Bagi saya jawabnya adalah Gola Gong, Astrid Lindgren, dan Mario Puzo. Tuntas sudah saya membeli dan membaca tiga buku seri Riwayat Peradaban buah tangan kartunis sableng Larry Gonick. Yakin tuntas ? ..eh,enggak ding… Tinggal bayarnya, karena saya membelinya menggunakan kartu kredit. Apalagi sebenarnya bundel komik karya Larry Gonick masih menyisakan satu buku lagi, yakni seri Peradaban Modern. Saya menunda untuk menikmatinya, agak klemunen mata dan kepala saya menuntaskan komik lucu tapi sarat pesan itu. Apalagi gaya celelekan-nya menggoda iman, atas ihwal inilah mangkanya saya bilang Gonick adalah kartunis sableng. Dari wajahnya saja sudah kelihatan. Tengoklah di halaman bagian belakang komik tersebut, ada foto dia terpasang nyengir.
 
Kenapa saya menjawab Gola Gong ? Selain karena antara saya dan Gola Gong adalah sesama penggemar mantan vokalis Genesis bernama Peter Gabriel, dan saya juga kadangkala menangkap berita ihwal 'Komunitas Rumah Dunia' yang dikelola Gola Gong bersama istrinya ; Tias Tatanka, maka jelas sekali karena saya mengenal Gola Gong dari tulisannya yang melegenda di majalah remaja Hai, berjudul Balada Si Roy. Itu bacaan populer ketika saya remaja. Hingar bingarnya hanya bisa dikalahkan oleh seri Lupus, tulisan Hilman,-- yang lebih populer dan men-'Duran - Duran', ikon kosmo masa itu. Roy adalah petualang, Lupus adalah kluyuran.

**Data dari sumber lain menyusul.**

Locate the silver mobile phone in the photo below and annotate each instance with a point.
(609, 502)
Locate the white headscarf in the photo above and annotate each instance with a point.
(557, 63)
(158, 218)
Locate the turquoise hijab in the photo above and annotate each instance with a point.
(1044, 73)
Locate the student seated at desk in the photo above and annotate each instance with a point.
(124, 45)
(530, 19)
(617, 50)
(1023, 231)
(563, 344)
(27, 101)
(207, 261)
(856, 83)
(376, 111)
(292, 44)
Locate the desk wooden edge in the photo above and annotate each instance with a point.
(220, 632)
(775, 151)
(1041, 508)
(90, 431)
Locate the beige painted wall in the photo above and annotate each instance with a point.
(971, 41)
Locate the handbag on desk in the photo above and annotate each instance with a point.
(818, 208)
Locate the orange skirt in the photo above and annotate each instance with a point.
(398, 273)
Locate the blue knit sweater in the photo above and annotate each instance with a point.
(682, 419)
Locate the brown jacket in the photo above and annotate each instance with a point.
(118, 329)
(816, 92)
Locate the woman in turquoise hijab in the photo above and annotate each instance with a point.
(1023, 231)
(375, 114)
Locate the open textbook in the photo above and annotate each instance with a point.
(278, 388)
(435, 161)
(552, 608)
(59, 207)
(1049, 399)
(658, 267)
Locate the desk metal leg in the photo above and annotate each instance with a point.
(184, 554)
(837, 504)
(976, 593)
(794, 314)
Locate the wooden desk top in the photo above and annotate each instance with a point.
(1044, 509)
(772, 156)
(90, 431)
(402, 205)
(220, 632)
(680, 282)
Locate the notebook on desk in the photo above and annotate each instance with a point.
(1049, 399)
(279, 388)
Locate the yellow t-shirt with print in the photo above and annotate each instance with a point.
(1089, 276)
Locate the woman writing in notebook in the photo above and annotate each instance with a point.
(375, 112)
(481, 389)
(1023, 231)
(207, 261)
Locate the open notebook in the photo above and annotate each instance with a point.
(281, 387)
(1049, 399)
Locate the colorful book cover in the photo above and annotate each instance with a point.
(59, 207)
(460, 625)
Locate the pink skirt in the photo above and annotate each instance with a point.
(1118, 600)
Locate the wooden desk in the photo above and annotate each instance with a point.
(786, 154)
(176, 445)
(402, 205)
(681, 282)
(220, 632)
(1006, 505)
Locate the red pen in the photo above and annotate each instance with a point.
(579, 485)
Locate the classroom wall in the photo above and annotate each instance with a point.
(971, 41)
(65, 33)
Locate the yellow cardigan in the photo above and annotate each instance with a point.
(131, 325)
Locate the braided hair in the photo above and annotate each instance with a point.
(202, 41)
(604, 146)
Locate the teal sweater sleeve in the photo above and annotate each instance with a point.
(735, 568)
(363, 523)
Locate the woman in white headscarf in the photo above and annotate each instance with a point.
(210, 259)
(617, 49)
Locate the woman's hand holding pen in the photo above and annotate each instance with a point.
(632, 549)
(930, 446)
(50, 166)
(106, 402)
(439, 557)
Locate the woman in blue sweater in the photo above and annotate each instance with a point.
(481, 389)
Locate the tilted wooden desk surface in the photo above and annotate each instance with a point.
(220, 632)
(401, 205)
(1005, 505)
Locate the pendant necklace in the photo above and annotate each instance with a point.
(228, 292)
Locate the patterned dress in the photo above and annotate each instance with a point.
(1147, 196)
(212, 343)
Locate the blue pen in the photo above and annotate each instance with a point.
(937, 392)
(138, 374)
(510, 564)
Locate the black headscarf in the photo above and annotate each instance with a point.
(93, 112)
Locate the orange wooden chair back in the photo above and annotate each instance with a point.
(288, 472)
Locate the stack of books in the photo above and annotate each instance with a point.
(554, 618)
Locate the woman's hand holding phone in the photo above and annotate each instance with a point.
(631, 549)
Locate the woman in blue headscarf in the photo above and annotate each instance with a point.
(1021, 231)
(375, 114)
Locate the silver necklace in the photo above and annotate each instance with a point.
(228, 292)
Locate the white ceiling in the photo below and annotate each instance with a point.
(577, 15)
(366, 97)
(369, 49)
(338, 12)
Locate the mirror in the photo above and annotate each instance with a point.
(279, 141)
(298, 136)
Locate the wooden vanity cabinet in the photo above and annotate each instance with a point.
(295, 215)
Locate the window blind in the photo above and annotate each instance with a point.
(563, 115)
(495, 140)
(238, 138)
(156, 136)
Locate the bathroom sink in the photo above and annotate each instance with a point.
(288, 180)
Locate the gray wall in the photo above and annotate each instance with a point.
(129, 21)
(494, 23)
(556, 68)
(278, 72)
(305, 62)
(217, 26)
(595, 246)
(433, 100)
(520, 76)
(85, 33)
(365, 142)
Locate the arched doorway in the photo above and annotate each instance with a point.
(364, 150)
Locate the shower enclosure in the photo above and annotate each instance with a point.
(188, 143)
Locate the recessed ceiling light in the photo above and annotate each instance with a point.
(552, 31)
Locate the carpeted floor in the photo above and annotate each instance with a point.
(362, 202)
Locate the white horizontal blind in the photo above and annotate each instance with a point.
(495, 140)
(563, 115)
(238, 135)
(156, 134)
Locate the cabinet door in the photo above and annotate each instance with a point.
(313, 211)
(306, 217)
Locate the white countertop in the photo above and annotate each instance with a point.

Roy adalah Peter Gabriel, Lupus adalah Simon LeBon.
 
Semula saya hendak membeli kumpulan cerita Balada si Roy tersebut. Pasti hebat rasanya punya koleksi buku seperti itu. Namun buku - buku tersebut saya keluarkan kembali dari basket belanjaan karena ada yang lain, yakni serial Lazuardi, bikinan Gola Gong juga. Bisa jadi seri Lazuardi tidaklah sepopuler Balada Si Roy, tetapi coba bacalah narasinya. Lazuardi adalah Si Roy yang lebih spiritualis. Mungkin anda awalnya akan ragu, tetapi saya tidak. Ada beberapa kejadian yang membuat saya mantab. Bung Gola Gong pernah berkirim surat elektronik kepada saya yang hina ini. Dalam surat tersebut Gola Gong bercerita bahwa dia pernah begitu sengsara dan sakit, sehingga dia melakukan negoisasi dengan malaikat maut untuk menunda kematian. Dan, akibat peristiwa ini Bung Gola Gong mengaku mulai menapak jalur spiritual. Balada Si Roy yang sudah demikian keren saja masih ditambah ranah spiritual ? Wah, ini sih perfeksionis. Tak ragu, saya ambil ketiga judul seri Labirin Lazuardi:Langit Merah Saga, Ketika Bumi Menangis, dan Pusaran Arus Waktu. Tentunya itu berarti ada tiga buku yang siap dibuka segel plastiknya, lantas dibaca, dan bulan depan dibayar tagihan kartu kreditnya. Segampang itukah ? ..eh,enggak ding, soalnya Istri pasti menanyakan kenapa bulan – bulan ini cukup banyak tagihan yang tidak terkait dengan belanja bulanan.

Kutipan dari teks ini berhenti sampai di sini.